Comment on Zenith’s Completion of Private Placement, Debt Settlement and New Convertible Loan Facility


Zenith Energy Ltd. (“Zenith” or the “Company”) announced on Tuesday, April 28, 2026, that the Company has completed two parallel private placements in the United Kingdom and Norway, raising gross proceeds of approximately GBP 3.1m (equivalent to NOK 38.8m or USD 4.2m) through the issuance of 44,609,603 new common shares. The Norwegian placement was completed at NOK 0.87 per share and the UK placement at GBP 0.069 per share, with participation from both new and existing institutional investors as well as CEO Andrea Cattaneo and CFO Luca Benedetto. In parallel, the Company has settled outstanding debts of NOK 18.2m through the issuance of 20,964,527 shares, and entered into a new convertible loan facility of up to GBP 2m with a 12-month term. Following Admission, expected on or around May 5, 2026, the Company will have 714,756,457 common shares in issue.


Analyst Group’s View on the Financing Package

Analyst Group views the completion of the financing package as a clear signal of strengthened investor confidence at a strategically important stage of the Company’s development. The placements were executed at a notably modest discount of 3.33% in Norway and 1.6% in the UK relative to the respective closing prices on April 27, 2026, which in Analyst Group’s view instills confidence and reflects strong demand from the institutional investor base across both jurisdictions. Notably, the issue prices represent a significant improvement compared to the December 2025 placement, which was completed at a 10% discount in each market and at issue prices approximately half of those achieved in the current transaction. The participation of both the CEO and the CFO with personal capital further underscores alignment with shareholder interests and reinforces the signal effect of the transaction.

The parallel debt settlement, eliminating outstanding liabilities of NOK 18.2m without any cash outflow, preserves liquidity for operational and legal priorities. Combined with the GBP 2m convertible loan facility, with both the conversion price and warrant exercise price set at a premium to the issue price, the structure reflects a deliberate effort to limit near-term dilution while securing additional financial flexibility. The aggregate dilution from the share issuances is approximately 9.2% of the post-Admission share count, materially lower than the 15.5% dilution associated with the December 2025 placement.

Importantly, the use of proceeds is aligned with the Company’s near-term value catalysts.

  1. Continued legal capacity in connection with the ICSID arbitration.

The proceeds provide ongoing support for the Company’s legal team in connection with the international arbitration proceedings initiated by its wholly owned subsidiaries, including the ICSID arbitration where the final hearing commenced on April 20, 2026. Continued legal capacity remains particularly important throughout the post-hearing phase given the magnitude of the USD 572.65m claim under the UK–Tunisia Bilateral Investment Treaty, which represents a key binary value driver for the Company.

 

  1. Continued construction and expansion of Zenith’s solar production assets in Italy.

The proceeds support the continued advancement of Zenith’s Italian solar portfolio, including construction of certain ready-to-build sites, with construction scheduled to commence in July 2026. This reinforces the transition from development value to recurring cash-flow generation within a pipeline that has now reached 183.5 MWp, equivalent to approximately 92% of the stated 200 MWp target.
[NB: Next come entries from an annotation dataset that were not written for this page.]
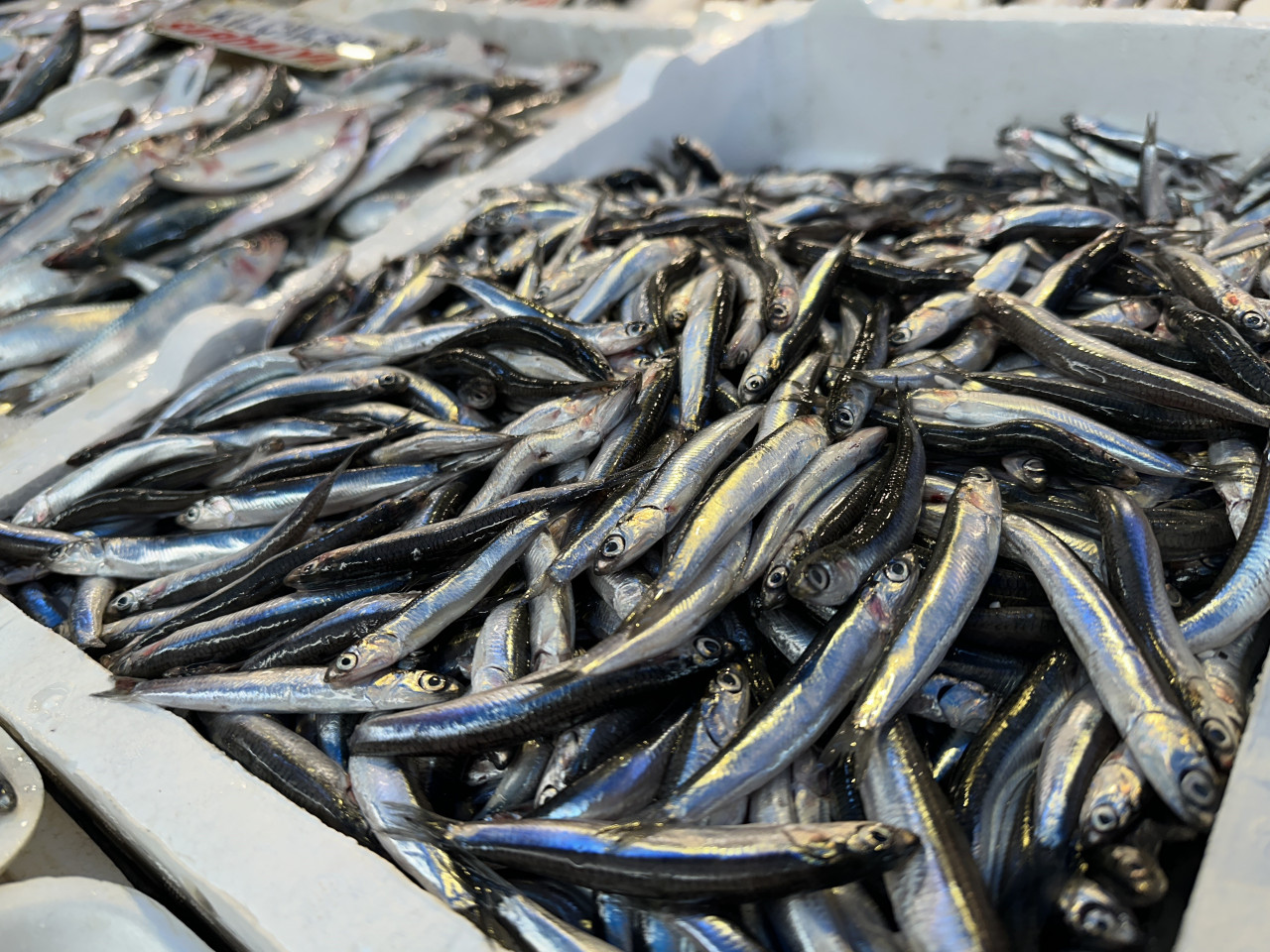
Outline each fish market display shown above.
[0,6,594,414]
[0,113,1270,952]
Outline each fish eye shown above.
[804,562,830,591]
[1181,768,1216,806]
[694,635,722,660]
[1203,717,1234,750]
[421,669,448,692]
[1089,806,1120,833]
[715,670,743,694]
[856,826,892,849]
[1080,906,1115,935]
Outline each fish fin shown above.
[378,799,449,843]
[92,676,145,698]
[0,382,36,408]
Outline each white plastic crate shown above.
[349,0,1270,952]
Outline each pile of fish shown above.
[0,117,1270,952]
[0,0,594,413]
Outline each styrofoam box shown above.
[0,0,1270,952]
[0,0,741,514]
[334,0,1270,952]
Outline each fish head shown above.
[366,371,410,396]
[1098,843,1169,905]
[45,538,105,575]
[754,554,794,608]
[829,394,865,439]
[1058,877,1146,948]
[738,368,772,404]
[763,282,798,330]
[13,493,54,526]
[908,389,961,416]
[1001,453,1049,493]
[956,466,1001,522]
[595,505,666,575]
[230,231,287,291]
[177,496,237,530]
[701,661,750,747]
[1197,701,1243,771]
[326,632,401,684]
[393,671,463,704]
[784,821,917,866]
[1238,307,1270,344]
[1124,711,1221,829]
[687,635,735,667]
[786,554,860,606]
[454,377,498,410]
[860,549,922,631]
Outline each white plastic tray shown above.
[0,876,210,952]
[0,600,489,952]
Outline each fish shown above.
[0,113,1270,952]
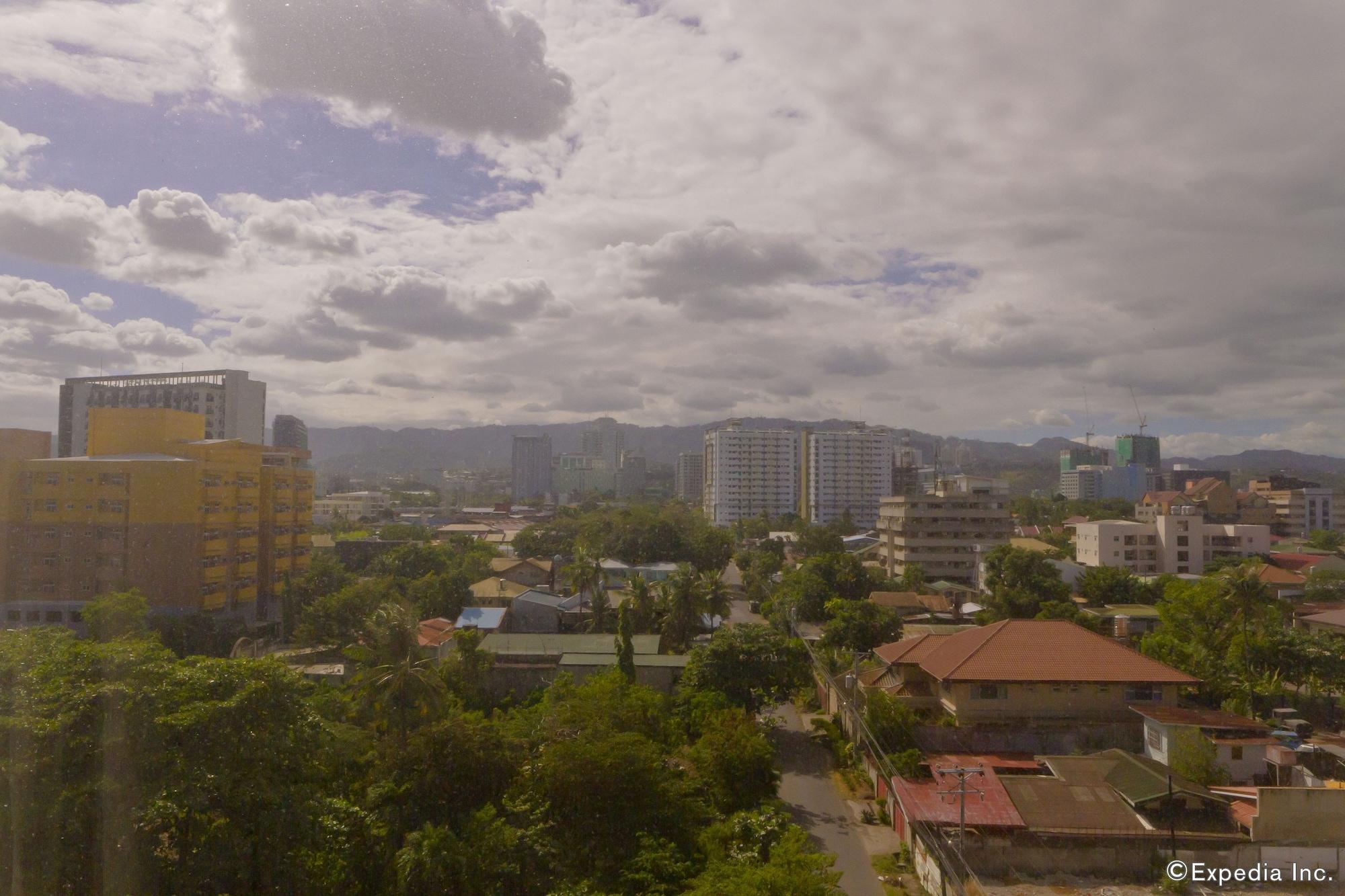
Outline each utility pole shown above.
[935,766,986,862]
The recent independent portfolio valuation of EUR 54.7m as of March 31, 2026, further underscores the monetizable value of the Company’s solar clusters as the platform continues to scale toward production.

 

  1. Advancement of Zenith’s uranium exploration portfolio in Lombardy.

Part of the proceeds is allocated to the preparation and submission of the Environmental Impact Assessments for the Val Vedello and Novazza permits, Italy’s only documented historical uranium deposits. The funding further enables a potential investment in a separately listed vehicle dedicated to the uranium portfolio, supporting continued momentum toward NI 43-101–aligned work programs and providing structural optionality for future value crystallization.

Taken together, the financing package increases Zenith’s strategic flexibility at a time when multiple high-impact catalysts converge: the post-hearing phase of the ICSID arbitration concerning a USD 572.65m claim, imminent commencement of construction within the solar portfolio, and continued progress on the uranium permitting process.

Conclusion

Analyst Group views the financing package as a well-timed and strategically coherent event that reinforces Zenith’s position across all three core value pillars: the ICSID arbitration, solar construction, and uranium development. The notably modest discount, the substantially higher issue price relative to the previous fundraise, the parallel debt settlement, and the premium-priced convertible facility together constitute a clear endorsement of the Company’s strategic direction. In Analyst Group’s assessment, the transaction meaningfully strengthens the capital structure, materially limits near-term dilution risk, and enhances the Company’s credibility, supporting a more robust long-term equity narrative as Zenith advances through a transformative period.